The PDF Plague

There have been a half-dozen stories in the past few weeks that looked interesting, but didn’t even make it into the Links Dump for the day. Why not? Because the stories or studies were only available as PDF files.

I have no idea if this is actually getting worse, but I’m finding this more irritating than ever. It’s particularly annoying as there’s usually no good reason for presenting the information in question in PDF form– you could perfectly well present it as an easily linkable and quotable HTML page. Take, for example, this NEA report on the arts— the one-paragraph note on Inside Higher Ed is more useful than the official page for the survey itself. Or there’s the charter school study that Kevin Drum talked about— again, there’s no way to get even a short summary of the results without downloading a PDF file.

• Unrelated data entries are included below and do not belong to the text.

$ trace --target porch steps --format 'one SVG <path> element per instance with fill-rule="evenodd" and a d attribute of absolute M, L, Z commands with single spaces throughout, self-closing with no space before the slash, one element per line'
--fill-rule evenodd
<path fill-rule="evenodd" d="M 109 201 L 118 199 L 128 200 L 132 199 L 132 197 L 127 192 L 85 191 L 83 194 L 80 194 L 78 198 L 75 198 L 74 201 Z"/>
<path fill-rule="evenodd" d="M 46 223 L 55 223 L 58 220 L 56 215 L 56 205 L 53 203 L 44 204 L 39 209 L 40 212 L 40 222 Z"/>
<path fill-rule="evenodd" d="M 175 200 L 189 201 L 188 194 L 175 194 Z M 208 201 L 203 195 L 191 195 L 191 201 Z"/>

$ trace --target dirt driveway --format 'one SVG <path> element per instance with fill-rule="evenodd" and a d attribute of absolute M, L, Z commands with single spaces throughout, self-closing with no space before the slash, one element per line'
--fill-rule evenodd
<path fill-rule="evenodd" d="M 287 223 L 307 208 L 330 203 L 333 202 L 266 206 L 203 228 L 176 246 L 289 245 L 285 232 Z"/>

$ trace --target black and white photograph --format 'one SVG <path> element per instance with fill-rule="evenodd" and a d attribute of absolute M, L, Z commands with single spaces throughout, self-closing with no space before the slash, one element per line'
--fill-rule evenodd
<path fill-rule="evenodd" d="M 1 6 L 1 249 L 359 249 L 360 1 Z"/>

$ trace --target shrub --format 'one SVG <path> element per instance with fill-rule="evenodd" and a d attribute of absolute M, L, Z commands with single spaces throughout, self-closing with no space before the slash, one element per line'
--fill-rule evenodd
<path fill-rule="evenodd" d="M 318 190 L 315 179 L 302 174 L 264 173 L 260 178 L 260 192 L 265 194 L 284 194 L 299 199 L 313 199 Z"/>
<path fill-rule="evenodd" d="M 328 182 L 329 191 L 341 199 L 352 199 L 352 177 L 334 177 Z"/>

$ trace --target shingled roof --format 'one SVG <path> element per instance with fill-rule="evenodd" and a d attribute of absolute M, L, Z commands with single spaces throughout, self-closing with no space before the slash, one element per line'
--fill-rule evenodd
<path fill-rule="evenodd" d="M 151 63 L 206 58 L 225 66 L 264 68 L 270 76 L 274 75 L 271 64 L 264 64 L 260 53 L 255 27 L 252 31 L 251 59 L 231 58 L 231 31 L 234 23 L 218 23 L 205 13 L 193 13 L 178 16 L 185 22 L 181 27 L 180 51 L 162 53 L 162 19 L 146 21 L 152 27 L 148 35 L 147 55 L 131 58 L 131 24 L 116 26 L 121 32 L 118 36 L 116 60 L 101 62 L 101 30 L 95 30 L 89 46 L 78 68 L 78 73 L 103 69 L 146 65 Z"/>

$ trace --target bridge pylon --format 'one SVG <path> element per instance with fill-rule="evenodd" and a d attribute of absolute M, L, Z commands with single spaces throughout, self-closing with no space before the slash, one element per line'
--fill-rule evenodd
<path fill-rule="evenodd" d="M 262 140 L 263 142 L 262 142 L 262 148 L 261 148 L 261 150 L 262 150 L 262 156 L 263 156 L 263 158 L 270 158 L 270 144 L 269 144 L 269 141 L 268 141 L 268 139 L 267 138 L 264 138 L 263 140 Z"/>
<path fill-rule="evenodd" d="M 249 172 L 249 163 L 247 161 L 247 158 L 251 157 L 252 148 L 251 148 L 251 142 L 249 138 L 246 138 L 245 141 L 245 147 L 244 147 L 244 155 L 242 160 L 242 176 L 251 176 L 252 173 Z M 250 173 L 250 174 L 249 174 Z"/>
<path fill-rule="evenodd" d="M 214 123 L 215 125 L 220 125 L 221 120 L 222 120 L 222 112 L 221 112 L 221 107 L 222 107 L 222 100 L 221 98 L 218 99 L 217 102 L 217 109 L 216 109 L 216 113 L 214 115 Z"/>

Just to piss Mike Kozlowski off, I’m going to blame this on Microsoft, for making Internet Explorer render HTML differently than every other browser on the planet. As a result, the only way to know that the formatting of a given document will show up correctly is to make it a PDF, because Microsoft hasn’t yet found a way to screw those up.

Whoever’s really responsible, though, this needs to stop. If you want your work to be talked about on the Internet, stop putting barriers in the way of people who would like to talk about it on the Internet. HTML, not PDF. And for the love of God, stop it with the Flash presentations, already.